CARTE DES VOYAGES D'ANTOINE D'ABBADIE ENTRE 1838 ET 1848 |
Un événement assez bizarre vint favoriser ce dessein. Depuis dix ans, Abba Boggibo demandait en mariage une sœur du roi de Kaffa ; celui-ci faisait sans cesse une réponse favorable, mais différait avec non moins de constance l’exécution de sa promesse. Le roi d’Inarya, ayant déjà onze femmes, attendait d’ailleurs sans trop d’impatience le bon plaisir de son voisin. Sur ces entrefaites, celui-ci entendit parler de l’étranger qui émerveillait par ses expériences scientifiques la contrée tout entière ; sa curiosité s’éveilla et il promit cette fois de tenir à bref délai sa parole si Abba Boggibo consentait à lui envoyer le "sorcier blanc".
Le roi d’Inarya accepta la condition et Antoine d’Abbadie partit pour le pays de Kaffa, comme frère de noces d’Abba Boggibo. Il y avait en tout quatre frères de noces, six parents du roi et une escorte d’honneur de mille guerriers.
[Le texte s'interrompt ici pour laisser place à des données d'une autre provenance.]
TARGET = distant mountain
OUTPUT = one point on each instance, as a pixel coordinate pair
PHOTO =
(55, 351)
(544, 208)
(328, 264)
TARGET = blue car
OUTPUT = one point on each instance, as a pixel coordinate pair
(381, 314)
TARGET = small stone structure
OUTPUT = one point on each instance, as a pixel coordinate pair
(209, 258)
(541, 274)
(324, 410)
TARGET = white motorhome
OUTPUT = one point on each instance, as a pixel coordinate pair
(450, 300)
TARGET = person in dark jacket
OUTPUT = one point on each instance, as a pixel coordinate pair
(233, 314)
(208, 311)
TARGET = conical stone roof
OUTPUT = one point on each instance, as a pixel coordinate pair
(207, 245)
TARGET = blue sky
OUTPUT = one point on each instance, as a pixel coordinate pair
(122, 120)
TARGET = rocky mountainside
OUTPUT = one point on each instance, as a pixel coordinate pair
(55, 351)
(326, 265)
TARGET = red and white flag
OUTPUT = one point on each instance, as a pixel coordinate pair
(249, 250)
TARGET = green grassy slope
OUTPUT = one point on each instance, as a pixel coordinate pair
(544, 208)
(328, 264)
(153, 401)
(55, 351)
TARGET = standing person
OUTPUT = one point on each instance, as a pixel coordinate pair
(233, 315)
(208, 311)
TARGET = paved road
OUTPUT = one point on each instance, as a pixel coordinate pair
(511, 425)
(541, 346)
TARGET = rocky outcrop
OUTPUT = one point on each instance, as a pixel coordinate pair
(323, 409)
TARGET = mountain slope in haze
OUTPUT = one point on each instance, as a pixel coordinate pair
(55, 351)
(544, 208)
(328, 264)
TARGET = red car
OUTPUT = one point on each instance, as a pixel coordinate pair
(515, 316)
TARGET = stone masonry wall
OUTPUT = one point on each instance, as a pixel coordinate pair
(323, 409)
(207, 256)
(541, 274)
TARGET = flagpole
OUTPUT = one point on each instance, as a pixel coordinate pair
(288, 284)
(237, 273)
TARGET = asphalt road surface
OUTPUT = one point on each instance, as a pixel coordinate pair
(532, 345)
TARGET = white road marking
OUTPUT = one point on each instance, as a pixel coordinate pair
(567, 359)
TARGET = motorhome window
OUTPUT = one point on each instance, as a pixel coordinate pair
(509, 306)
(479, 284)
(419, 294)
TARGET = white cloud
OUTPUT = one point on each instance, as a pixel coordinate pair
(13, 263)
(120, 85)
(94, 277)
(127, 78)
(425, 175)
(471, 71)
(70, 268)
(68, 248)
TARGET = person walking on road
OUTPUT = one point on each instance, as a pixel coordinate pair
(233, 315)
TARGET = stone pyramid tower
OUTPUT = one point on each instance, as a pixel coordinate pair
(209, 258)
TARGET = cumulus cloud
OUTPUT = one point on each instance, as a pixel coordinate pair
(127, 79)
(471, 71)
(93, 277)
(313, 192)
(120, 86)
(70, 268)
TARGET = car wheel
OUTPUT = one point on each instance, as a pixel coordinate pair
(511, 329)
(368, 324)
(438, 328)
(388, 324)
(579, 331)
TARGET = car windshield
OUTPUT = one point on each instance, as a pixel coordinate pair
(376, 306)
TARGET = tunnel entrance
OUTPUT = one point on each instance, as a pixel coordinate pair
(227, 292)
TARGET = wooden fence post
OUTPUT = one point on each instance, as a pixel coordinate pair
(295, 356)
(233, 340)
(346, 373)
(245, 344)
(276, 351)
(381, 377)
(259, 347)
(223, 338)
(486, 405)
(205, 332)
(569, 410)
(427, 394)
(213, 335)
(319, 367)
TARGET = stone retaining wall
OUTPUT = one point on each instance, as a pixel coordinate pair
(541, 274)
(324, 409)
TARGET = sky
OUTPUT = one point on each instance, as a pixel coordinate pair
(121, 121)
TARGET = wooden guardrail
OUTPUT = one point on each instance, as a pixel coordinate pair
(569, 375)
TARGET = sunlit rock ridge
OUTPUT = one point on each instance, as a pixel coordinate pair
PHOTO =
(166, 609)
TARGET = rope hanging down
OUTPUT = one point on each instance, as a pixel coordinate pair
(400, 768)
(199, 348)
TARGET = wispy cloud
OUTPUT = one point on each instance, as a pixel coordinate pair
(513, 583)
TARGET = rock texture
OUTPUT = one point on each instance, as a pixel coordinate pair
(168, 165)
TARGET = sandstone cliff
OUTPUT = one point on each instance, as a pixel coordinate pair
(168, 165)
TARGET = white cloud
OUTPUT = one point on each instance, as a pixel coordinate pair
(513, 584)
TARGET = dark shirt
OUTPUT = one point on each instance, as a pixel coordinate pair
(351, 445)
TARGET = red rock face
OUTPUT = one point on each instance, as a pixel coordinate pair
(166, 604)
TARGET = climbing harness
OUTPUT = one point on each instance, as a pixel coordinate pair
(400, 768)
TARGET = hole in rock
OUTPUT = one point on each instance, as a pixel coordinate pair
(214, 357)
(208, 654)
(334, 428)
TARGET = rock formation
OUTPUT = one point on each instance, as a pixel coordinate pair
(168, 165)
Le roi de Kaffa reçut l’étranger avec beaucoup d’égards et ne cacha pas son intention de le garder. Abbadie fut assez habile pour déjouer ce plan.
Il ne resta que onze jours dans ce pays, où il eut la satisfaction d’admirer une végétation aussi luxuriante que celle qu'il avait vue au Brésil. Il ne put, à son grand regret, y faire que peu d’observations géodésiques à cause du qobar ou brouillard sec, très commun dans ces parages et qui sans cesse obscurcissait l’horizon.
Echappé au roi de Kaffa, il lui fallait maintenant s'évader de l'Inarya pour retourner à Gondar. Abba Boggibo n’avait nullement l’intension de lui rendre la liberté, et il fallut qu’Arnauld, de plus en plus influent, intervînt avec énergie. Il menaça, si Antoine ne lui était pas rendu, d'intercepter la route à toutes les caravanes qui se dirigeraient vers l'Inarya. Le roi céda, et Antoine reprit le chemin de Gondar avec une caravane qui, pleine de déférence pour le frère d’un chef si puissant, consentit plus d'une fois à modifier son itinéraire pour lui permettre de compléter ses relèvements.
UNE CARAVANE EN ABYSSINIE ETHIOPIE |
Revenu à Gondar et admis dans la hiérarchie des lettrés, Antoine s'y occupa à réunir des manuscrits et à discuter, spécialement sur des questions de philologie, avec les membres du corps enseignant, devenus ses collègues et ses amis. Une lettre qu’il écrivait en septembre 1844 nous le montre "à terre dans une maison couverte de chaume, non loin du palais bâti pour le roi Facilidas", au milieu d’une centaine de manuscrits éparpillés.